Each starter was placed about right in terms of the amount of food on offer. I found the raw swordfish beautifully offset by the lime and ginger and also very delicate without being overly rich. The same could be said for the eel. Eel can be hard to get right and dining at Arbutus on a prior GLC had shown us how well smoked eel can be done. In this case the eel again captured the right amount of smokiness and lay wonderfully against the potatoes which had been cooked in salt and vinegar. So far so good.
The Jon Dory joy
However it was the main courses that had us most intrigued. I am a lover of John Dory, an expensive fish, and therefore not one that I often buy at home. The pressure was on to do the fish justice and boy did the Social Eating house do this course justice. The John Dory arrived in tempura batter with a sauce of curried cauliflower and duck fat chips; essentially fish and chips with a twist. Living by seaside as I do, this GLCer knows a thing or two about decent fish and chips and is happy to report that the social eating house not only served up one of the best fish dishes since the GLC began, but probably one of the best fish dishes I have ever eaten! Some may say that taking a fish such as John Dory and treating it like fish and chips is not respecting this particular fish, but this is what I love about the Social Eating house, it is a social concept. The menu is designed to play with tradition and respect and gamble on something new. In this instance it certainly delivered and the curried cauliflower sauce was a joy to behold.
We also went for the charred côte de porc with black pudding which whilst visually stunning, once cut into, evidently hadn’t been rested properly. It did not of course take away from the flavour however it did make for a rather bloody plate. Other dishes included the saltmarsh lamb with miso caramel as well as the roasted south coast hake and on the whole we found each dish both beautifully presented and perfectly portioned.
The cheese board
Saying that, with our bellies full, we did also opt for the cheese board; an unusual choice by the GLC since the Social Eating house is not a French restaurant, but the now customary end of evening port tipple was quickly approaching. We ordered a bottle of port, as there was only one option which again harks back to my earlier point about poor wine choices but nonetheless, it ensured our evening ended well and as we left the confines of the dark but cosy social eating house for the late evening summer strains of the streets of Soho, it was evident that a well struck balance between comfort, ambience, pace and portion size had been met.

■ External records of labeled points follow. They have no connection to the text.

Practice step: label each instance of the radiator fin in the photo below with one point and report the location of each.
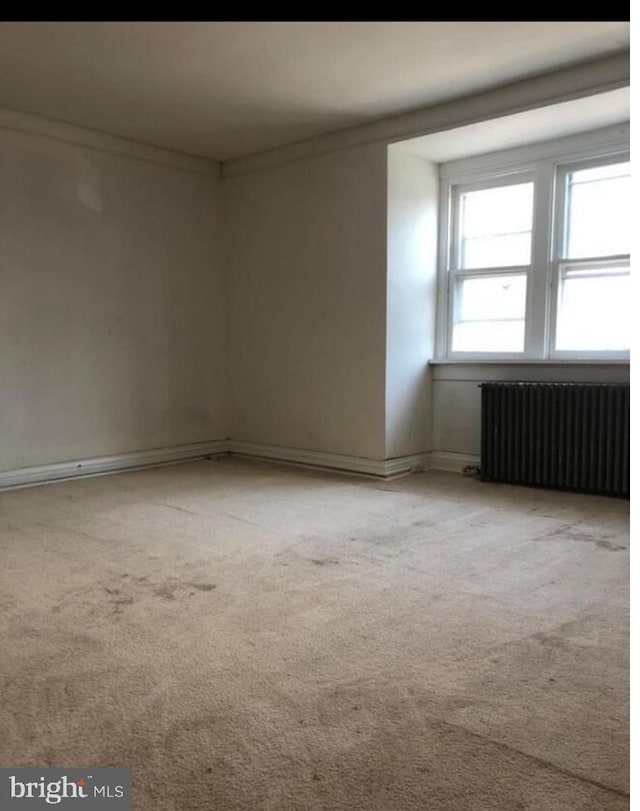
(572, 436)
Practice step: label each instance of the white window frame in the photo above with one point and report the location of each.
(559, 261)
(548, 164)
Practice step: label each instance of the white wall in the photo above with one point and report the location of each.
(411, 300)
(307, 303)
(112, 333)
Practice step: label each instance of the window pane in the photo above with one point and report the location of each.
(495, 226)
(598, 220)
(490, 314)
(496, 252)
(594, 312)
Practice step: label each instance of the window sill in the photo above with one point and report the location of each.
(530, 362)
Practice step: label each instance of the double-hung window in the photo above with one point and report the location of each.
(535, 263)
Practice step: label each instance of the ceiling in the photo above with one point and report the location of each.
(528, 127)
(226, 89)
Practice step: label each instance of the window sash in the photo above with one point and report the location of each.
(548, 267)
(455, 281)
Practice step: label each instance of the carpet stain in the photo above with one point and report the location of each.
(569, 532)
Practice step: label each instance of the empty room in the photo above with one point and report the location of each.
(314, 415)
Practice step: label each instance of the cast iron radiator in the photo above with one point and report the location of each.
(573, 436)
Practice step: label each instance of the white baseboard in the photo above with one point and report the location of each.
(379, 468)
(453, 462)
(98, 466)
(23, 477)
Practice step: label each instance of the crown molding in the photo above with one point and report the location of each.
(576, 81)
(29, 124)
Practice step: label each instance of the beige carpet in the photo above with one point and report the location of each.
(251, 636)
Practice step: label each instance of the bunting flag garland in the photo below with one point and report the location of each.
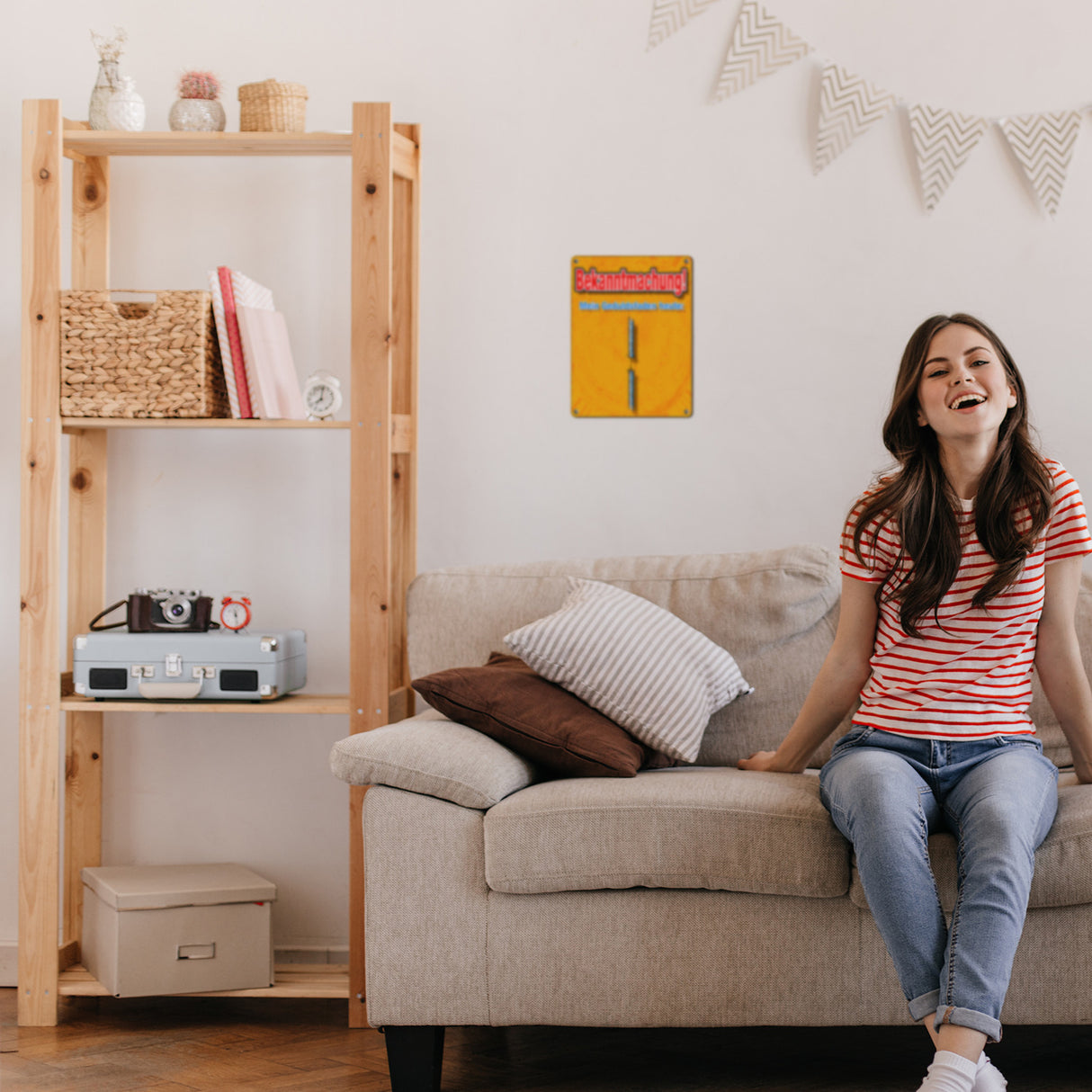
(848, 105)
(672, 15)
(944, 139)
(1044, 146)
(761, 44)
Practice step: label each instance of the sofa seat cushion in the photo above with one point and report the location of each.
(1062, 863)
(713, 829)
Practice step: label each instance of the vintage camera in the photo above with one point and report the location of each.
(165, 610)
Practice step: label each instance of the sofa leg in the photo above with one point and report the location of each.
(414, 1058)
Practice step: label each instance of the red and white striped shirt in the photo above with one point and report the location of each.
(970, 676)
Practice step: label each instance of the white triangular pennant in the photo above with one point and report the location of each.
(671, 15)
(1044, 146)
(848, 105)
(944, 139)
(761, 44)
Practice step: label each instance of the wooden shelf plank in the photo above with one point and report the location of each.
(299, 703)
(111, 142)
(79, 424)
(88, 142)
(291, 980)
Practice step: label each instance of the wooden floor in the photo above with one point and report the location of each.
(173, 1045)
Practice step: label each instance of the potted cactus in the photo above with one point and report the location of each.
(198, 107)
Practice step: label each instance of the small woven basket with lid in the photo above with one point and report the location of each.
(272, 107)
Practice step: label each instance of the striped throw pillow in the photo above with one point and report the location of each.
(636, 663)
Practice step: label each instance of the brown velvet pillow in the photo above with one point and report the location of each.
(506, 701)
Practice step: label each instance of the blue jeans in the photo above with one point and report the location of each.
(887, 794)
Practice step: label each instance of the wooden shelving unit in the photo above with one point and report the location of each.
(65, 812)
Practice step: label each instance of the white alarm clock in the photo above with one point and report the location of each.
(321, 396)
(235, 613)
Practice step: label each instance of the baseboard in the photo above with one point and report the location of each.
(308, 953)
(9, 963)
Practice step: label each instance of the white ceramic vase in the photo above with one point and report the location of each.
(126, 108)
(197, 115)
(105, 86)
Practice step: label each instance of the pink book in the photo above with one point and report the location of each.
(274, 386)
(231, 327)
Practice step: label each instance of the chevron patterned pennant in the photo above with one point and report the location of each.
(944, 139)
(672, 15)
(848, 105)
(760, 44)
(1044, 146)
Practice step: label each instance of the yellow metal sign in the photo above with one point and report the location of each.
(632, 336)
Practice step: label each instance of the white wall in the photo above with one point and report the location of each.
(550, 131)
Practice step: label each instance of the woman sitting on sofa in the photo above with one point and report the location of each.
(960, 575)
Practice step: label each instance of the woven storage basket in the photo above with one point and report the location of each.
(158, 360)
(272, 107)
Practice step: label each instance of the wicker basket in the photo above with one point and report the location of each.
(158, 360)
(272, 107)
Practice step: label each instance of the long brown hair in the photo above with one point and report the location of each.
(922, 503)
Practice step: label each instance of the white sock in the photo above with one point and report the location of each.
(950, 1072)
(989, 1078)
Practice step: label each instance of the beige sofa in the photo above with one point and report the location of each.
(689, 897)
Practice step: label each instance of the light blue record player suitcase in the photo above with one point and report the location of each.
(192, 667)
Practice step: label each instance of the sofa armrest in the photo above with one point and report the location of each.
(435, 756)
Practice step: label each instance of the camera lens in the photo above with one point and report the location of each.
(176, 610)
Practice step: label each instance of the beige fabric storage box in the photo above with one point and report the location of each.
(177, 928)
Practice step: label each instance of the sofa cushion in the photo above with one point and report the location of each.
(634, 662)
(774, 610)
(540, 720)
(433, 756)
(1062, 863)
(713, 829)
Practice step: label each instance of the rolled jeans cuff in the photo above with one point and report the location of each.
(969, 1018)
(925, 1006)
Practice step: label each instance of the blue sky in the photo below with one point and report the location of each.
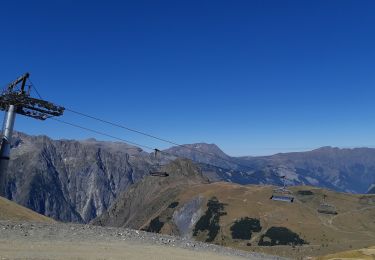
(254, 77)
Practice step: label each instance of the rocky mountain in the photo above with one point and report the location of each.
(348, 170)
(10, 211)
(371, 190)
(244, 217)
(71, 180)
(151, 195)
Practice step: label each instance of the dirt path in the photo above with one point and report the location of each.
(70, 241)
(103, 250)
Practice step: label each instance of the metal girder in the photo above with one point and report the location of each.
(26, 105)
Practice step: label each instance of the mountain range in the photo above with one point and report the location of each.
(78, 181)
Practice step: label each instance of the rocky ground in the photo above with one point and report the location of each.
(27, 240)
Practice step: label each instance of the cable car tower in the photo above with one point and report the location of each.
(15, 99)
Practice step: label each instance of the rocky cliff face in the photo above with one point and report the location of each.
(71, 180)
(77, 181)
(347, 170)
(151, 195)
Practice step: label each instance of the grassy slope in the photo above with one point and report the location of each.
(365, 254)
(14, 212)
(353, 227)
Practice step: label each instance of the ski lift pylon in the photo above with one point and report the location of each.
(155, 171)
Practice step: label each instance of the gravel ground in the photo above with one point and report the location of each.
(26, 240)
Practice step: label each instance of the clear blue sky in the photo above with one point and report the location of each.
(254, 77)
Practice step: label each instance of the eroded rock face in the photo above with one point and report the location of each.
(187, 216)
(71, 180)
(152, 197)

The Social Eating House is but one of a series of portfolio restaurants owned by Jason Atherton. With mixed messages about Berners Tavern I would thoroughly recommend that readers of the Gentleman’s Luncheon Club check out this venue as an alternative. It is well situated in a great part of London and has managed that very unique selling point, within what is a very crowded space in restaurant land, and that is to market an evening that gives the casual diner with an extra bob or two in their back pocket the opportunity to eat clever and be constantly impressed but without the stigma that other restaurants may deliver within the Michelin star world.